Approximately 10% of adults never completely recover, however, unlike children who have near 100% recovery of intestinal inflammation in the long term. The reason for this slow recovery of intestinal inflammation in adults with celiac disease and whether it has any clinical consequence is unknown. In two studies, persistent intestinal inflammation carried no mortality risk, one study reported a higher risk for lymphoproliferative disorders.

So what is Nonresponsive Celiac Disease? This term applies to the approximately 20% of individuals diagnosed with celiac disease who have persistent symptoms or anemia with or without a positive tissue transglutaminase antibody (a molecular marker indicating celiac). The term is somewhat of a misnomer: The most common cause of Nonresponsive Celiac Disease is failure to completely exclude gluten from the diet, and most of these individuals do have improvement in intestinal inflammation compared to their baseline biopsy, suggesting at least partial diet response. In addition, upon careful review, some are found to have an incorrect diagnosis of celiac disease.

Therefore, the first step in assessment for persistent symptoms is evaluation by a registered dietitian knowledgeable in the gluten-free diet. The most common hidden culprits include medications, processed gluten-free food, gluten-contaminated oats, and restaurant meals. If, despite a stricter gluten-free diet, gastrointestinal symptoms persist, further evaluation is warranted. This usually includes a repeat endoscopy with duodenal biopsy, with further testing based on three different categories of patients.

  1. Persistent symptoms, intestinal biopsy normal: This indicates that celiac disease is well controlled on diet and either the diagnosis is incorrect or there is another cause of symptoms. The most common other causes include IBS, constipation due to low fiber in a gluten-free diet, lactose or fructose intolerance and microscopic colitis in those with predominant diarrhea. In patients who have suffered weight loss, superior mesenteric artery (SMA) syndrome should be considered due to loss of fat around the artery that can then compress the duodenum and cause obstruction.
  2. Persistent symptoms, mild inflammation/villous atrophy on intestinal biopsy: This may indicate high sensitivity to even trace amounts of gluten and may warrant a trial of a naked gluten-free diet (no oats and no processed or restaurant food). Occasionally it is due to other diseases that can cause intestinal inflammation, such as non-steroidal anti-inflammatory drugs, small intestinal bacterial overgrowth, infection, or co-existent Crohn’s Disease. Sometimes, no other cause is found and depending on symptoms and degree of inflammation, immunosuppression treatment is considered.
  3. Severe symptoms with weight loss and severe intestinal inflammation/ villous atrophy: This situation is rare, and involves 5% or less of adults with Nonresponsive Celiac Disease. These individuals have severe malabsorption and often require intravenous nutrition. Special studies of intestinal lymphocytes are needed to determine the risk for development of T-cell lymphoma. Treatment is with drugs that suppress the immune system or in the latter case chemotherapy/ bone marrow transplant. It is important in older adults to assess for the use of sartan drugs (olmesartan) used to treat hypertension. These drugs can cause severe intestinal inflammation similar to celiac disease, and these patients are often misdiagnosed as having celiac disease.

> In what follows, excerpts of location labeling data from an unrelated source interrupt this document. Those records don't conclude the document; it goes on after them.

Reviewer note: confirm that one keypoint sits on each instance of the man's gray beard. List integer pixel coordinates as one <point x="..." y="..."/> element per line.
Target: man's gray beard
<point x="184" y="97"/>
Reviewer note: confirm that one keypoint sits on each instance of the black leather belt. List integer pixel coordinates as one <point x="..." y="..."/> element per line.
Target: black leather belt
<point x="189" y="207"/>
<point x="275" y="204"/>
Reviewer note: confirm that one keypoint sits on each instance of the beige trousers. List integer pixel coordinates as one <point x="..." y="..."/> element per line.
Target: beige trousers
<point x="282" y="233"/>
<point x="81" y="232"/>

The good news is that most individuals with celiac disease have resolution of their symptoms and recovery of intestinal inflammation. Even in the Nonresponsive Celiac Disease group of adults, a stricter diet and time was favorable for complete improvement in symptoms and recovery of intestinal inflammation to normal. In the group with persistent mild inflammation and/or villous atrophy, there was no decrease in mortality in follow up for over 10 years. Little is known regarding persistent mild intestinal inflammation and the risk for bone mass loss, other autoimmune diseases, and cancers. Therefore, the goal in therapy remains recovery in symptoms and intestinal inflammation on a strict gluten-free diet. At present, there is no other effective therapy.

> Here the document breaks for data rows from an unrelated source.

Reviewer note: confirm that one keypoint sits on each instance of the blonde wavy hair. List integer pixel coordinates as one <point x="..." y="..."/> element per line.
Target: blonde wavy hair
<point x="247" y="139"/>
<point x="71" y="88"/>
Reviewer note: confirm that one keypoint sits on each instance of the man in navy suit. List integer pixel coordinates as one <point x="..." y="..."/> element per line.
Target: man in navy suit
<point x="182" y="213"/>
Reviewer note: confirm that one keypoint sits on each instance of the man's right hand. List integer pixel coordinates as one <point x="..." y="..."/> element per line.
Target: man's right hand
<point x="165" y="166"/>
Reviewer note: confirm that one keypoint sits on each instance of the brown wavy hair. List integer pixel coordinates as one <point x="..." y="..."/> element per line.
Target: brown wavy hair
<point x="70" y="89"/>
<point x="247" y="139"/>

Carol Semrad, MD, is a gastroenterologist, specializing in small bowel diseases (celiac disease, diarrhea, malabsorption) and nutrition. She is a leader in the use of small bowel endoscopy (video capsule endoscopy and double balloon enteroscopy) for management of small bowel bleeding, ulcers, and tumors, and is member of the medical leadership team at the University of Chicago Celiac Disease Center.